Films, News, Women Directors, Women Writers

“Lipstick Under My Burkha” Set for Release in India After Censorship Threat

“Lipstick Under My Burkha”

“Lipstick Under My Burkha” will screen in India after all. Per The Hollywood Reporter, India’s Film Certification Appellate Tribunal (FCAT) overruled the Censor Board’s initial decision to block the film’s release. With some voluntary edits, Alankrita Shrivastava’s feminist film will play in India under an “A,” or adults certificate, the equivalent to the MPAA’s NC-17 rating. According to director Shrivastava, a specific India release date will be announced in the next week or two.

Originally barred because of its its “lady oriented” story and “sexual scenes, abusive words, [and] audio pornography,” “Lipstick Under My Burkha” centers on four very different women establishing their own personal and sexual autonomy. Shrivastava told THR, “The FCAT has actually been fair in their observations and have supported the film.” She added that a few sex scenes have been shortened but the new edits “don’t affect the film thematically or in any other way.”

When the Censor Board originally deemed “Lipstick” inappropriate for theaters, Shrivastava — who wrote the film with an assist from Suhani Kanwar and dialogue from Gazal Dhaliwal — told us that the film’s “feminist pulse” is what caused offense.

“The film explores the lives of women in a way that has perhaps not been done before in India,” she observed. “And confronting those stories and that perspective has somehow rattled [the Board]. The Censor Board, it seems, is more comfortable dealing with popular mainstream cinema. Cinema that is more often than not created through a male gaze, where women are objectified and play very peripheral roles. But more than anything the Board is not used to dealing with films where women want to have agency over their own bodies and their own desires.”

Set in Bhopal, “Lipstick Under My Burkha” follows Rehana, Shirin, Leela, and Usha. As the film’s synopsis reads, “Rehana is the titular burkha wearer who sings at open mics in defiance of her father’s warnings; Shirin is a superstar saleswoman, but must keep this triumph a secret from her faithless husband; Leela is trying to juggle a Muslim lover, a Hindu fiancé, and her dream career as a bridal consultant; and Auntie Usha secretly reads racy novels and lusts after her swimming instructor.
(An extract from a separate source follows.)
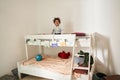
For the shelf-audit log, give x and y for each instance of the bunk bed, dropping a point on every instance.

Two of the women are Hindu, two are Muslim, but all their stories come together when they attempt to challenge the sexual and social norms of Indian patriarchy.”

“Lipstick” made its U.S. premiere earlier this month at the Indian Film Fest of LA. It will kick off the New York Indian Film Festival on April 30.

In February the film took home the Audience Award at the Glasgow Film Festival. It has also received the Oxfam Award for Best Film on Gender Equality at the Mumbai Film Festival and the Spirit of Asia Prize at the Tokyo International Film Festival.

No word yet on whether the film will have a U.S. theatrical release.